Perhaps the most compelling quality of the collection was its beautiful tension: between equestrian romance and utilitarian rigour; between heritage and invention; between fluidity and form. A blouson might recall a 1970s French skiwear silhouette, yet its cut whispered Bauhaus restraint. Knitwear—braided, looped, or padded—was as athletic as it was artisanal. Leather was present, of course, but softened, quilted, or layered with technical fabric as though to ask: What if protection could also be sensual?
Image courtesy of Hermès
Where some designers traffic in fantasy, Vanhée traffics in subtle provocation. Her silhouettes do not seduce through exposure, but through control—precision-cut trousers that hug just so, anoraks that cinch at the waist with a whisper of tension, skirts that move like horsehair in wind. The effect is one of confident sensuality—not the desire to be seen, but the knowledge of being.
There is something almost philosophical about Vanhée’s Hermès. In a world addicted to immediacy, she offers permanence. In a digital age, she speaks through touch.

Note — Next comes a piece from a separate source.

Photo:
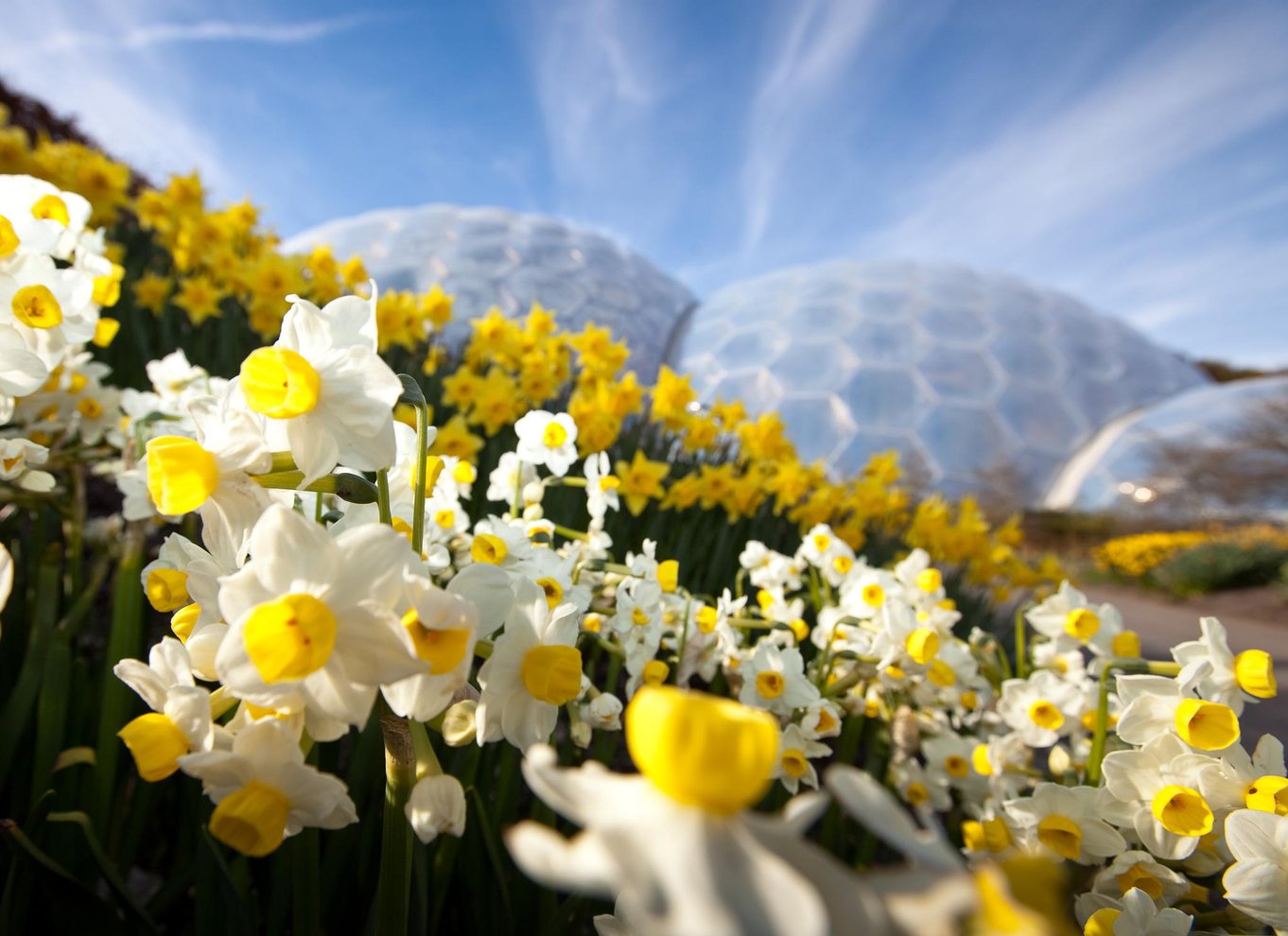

And in an industry racing toward spectacle, she rides side-saddle, gracefully ahead of the pack.
After the show, the pavilion gave way to celebration: a sensory installation in colour, a surprise musical act, a kind of synesthetic coda to the evening. But the true resonance lingered in the clothes—a gesture, a cut, a braided trim—each an ode to slowness, mastery, and the extraordinary pleasure of dressing with intent.
As the lights of Shanghai flickered across the river and the crowd dispersed into the night, one thing was clear: Vanhée’s Hermès woman is not chasing the future. She is already there—at a gallop, yes—but never out of breath, and always divine.